In de meeste interventies was een aantal vaste elementen te onderscheiden: omvang/uitgavenplafond,
prioriteiten en posterioriteiten, conditionaliteiten, en aan de inkomstenzijde kortingen
en nieuwe eigen middelen.
Ten aanzien van de omvang van het nieuwe MFK zijn de opvattingen van lidstaten onveranderd.
Enerzijds was er een aantal lidstaten, waaronder Nederland, dat opriep tot beperking
van de omvang van het MFK. Ook door o.a. Duitsland, Denemarken, Oostenrijk en Zweden
werd het vertrek van het Verenigd Koninkrijk als grote nettobetaler aangevoerd als
noodzaak om te bezuinigen. Andere, vooral Centraal- en Zuid-Europese lidstaten, wezen
op het belang van een hoger uitgavenplafond, om zowel bestaand beleid als nieuwe programma’s
te kunnen financieren. Een klein aantal lidstaten toonde zich tevreden met het eerste
compromisvoorstel van de voorzitter van de Europese Raad; 1,074% van het gezamenlijke
EU27 bruto nationaal inkomen.
Nederland wees het voorliggende voorstel expliciet af. De stijging van het MFK-totaalplafond
tot 1,074% van het EU27 BNI, in combinatie met een aflopende afdrachtenkorting en
een verlaging van de perceptiekostenvergoeding leidt voor Nederland tot een ongewenste
stijging van de afdrachten. In een uitgebreide interventie pleitte Nederland daarom
voor een MFK van 1% van het EU27 BNI waarin duidelijke keuzes worden gemaakt om ambitie
te kunnen tonen op terreinen zoals onderzoek, innovatie, migratie, klimaat en veiligheid.
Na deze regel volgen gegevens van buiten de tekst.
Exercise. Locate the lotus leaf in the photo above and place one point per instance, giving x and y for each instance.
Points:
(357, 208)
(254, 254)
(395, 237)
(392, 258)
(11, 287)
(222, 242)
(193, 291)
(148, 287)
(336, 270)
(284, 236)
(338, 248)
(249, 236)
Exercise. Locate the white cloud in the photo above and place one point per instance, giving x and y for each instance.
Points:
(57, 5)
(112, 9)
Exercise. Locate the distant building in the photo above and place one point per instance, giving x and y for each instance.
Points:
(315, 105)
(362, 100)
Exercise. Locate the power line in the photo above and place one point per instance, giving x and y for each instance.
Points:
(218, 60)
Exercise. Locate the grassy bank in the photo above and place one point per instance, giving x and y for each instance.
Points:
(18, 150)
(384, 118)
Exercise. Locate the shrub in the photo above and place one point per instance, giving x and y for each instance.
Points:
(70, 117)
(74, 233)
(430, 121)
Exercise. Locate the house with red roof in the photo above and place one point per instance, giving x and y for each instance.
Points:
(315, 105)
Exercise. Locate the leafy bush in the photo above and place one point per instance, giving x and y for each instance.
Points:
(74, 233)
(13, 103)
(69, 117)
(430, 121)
Daarbij merkte Nederland op dat er nog substantiële besparingen mogelijk zijn op bijvoorbeeld
het cohesiebeleid en dat ook uitgaven op andere terreinen kritisch afgewogen moeten
worden. Bovendien drong Nederland aan op een substantiële en permanente korting op
de afdrachten. Ook de andere lidstaten die nu een korting ontvangen willen deze behouden.
Een grote groep lidstaten bracht daartegen in dat, met het vertrek van het VK uit
de EU, alle afdrachtenkortingen beëindigd zouden moeten worden.
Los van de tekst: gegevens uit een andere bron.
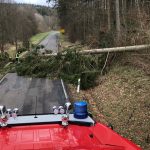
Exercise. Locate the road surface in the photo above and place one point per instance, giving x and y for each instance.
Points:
(21, 92)
(51, 42)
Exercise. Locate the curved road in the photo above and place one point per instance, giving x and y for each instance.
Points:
(51, 42)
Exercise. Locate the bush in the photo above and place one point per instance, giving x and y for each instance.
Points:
(4, 58)
(20, 50)
(70, 67)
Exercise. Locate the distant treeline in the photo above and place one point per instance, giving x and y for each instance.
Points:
(18, 22)
(105, 23)
(43, 10)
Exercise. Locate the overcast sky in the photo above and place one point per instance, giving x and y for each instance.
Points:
(38, 2)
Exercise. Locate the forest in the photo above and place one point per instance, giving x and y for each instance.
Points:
(19, 22)
(105, 23)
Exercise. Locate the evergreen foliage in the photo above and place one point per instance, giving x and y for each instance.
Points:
(69, 67)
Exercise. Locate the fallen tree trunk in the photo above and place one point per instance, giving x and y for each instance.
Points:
(116, 49)
(106, 50)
Ten aanzien van de inhoudelijke vormgeving van het MFK, d.w.z. de verdeling van het
budget tussen de beleidsterreinen, lopen de opvattingen en de belangen van lidstaten
eveneens uiteen. Hoewel het belang van aandacht voor nieuwe prioriteiten breed wordt
onderschreven en lidstaten vinden dat de EU-begroting uitvoering moet kunnen geven
aan de strategische agenda van de Raad, tekende zich in de discussie een duidelijk
verschil af. Enerzijds zijn er lidstaten waaronder Nederland die deze nieuwe prioriteiten
(grotendeels) willen financieren door te bezuinigen op bestaand beleid, zoals Cohesiebeleid
en Gemeenschappelijk Landbouwbeleid. Anderzijds is er een grote groep lidstaten die
zich verzet tegen bezuinigingen op deze twee «traditionele» beleidsterreinen en nieuwe
programma’s vooral als complementair ziet. Deze lidstaten voeren daarbij aan dat het
cohesiebeleid en GLB bijdragen aan het verwezenlijken van de Europese klimaatambities
en verhoging van de concurrentiekracht van de EU. Verder noemden lidstaten uiteenlopende
fondsen en programma’s die naar hun mening van (verdere) bezuinigingen gevrijwaard
zouden moeten blijven.
Inhoudelijk bepleitte Nederland dat de focus op innovatie en duurzaamheid goed verankerd
moet worden, o.a. door behoud van het excellentiecriterium voor het Horizon Europe
programma. Nederland en andere lidstaten spraken expliciet steun uit voor het Commissievoorstel
dat de ontvangst van EU-middelen koppelt aan de naleving van rechtsstatelijkheidsbeginselen.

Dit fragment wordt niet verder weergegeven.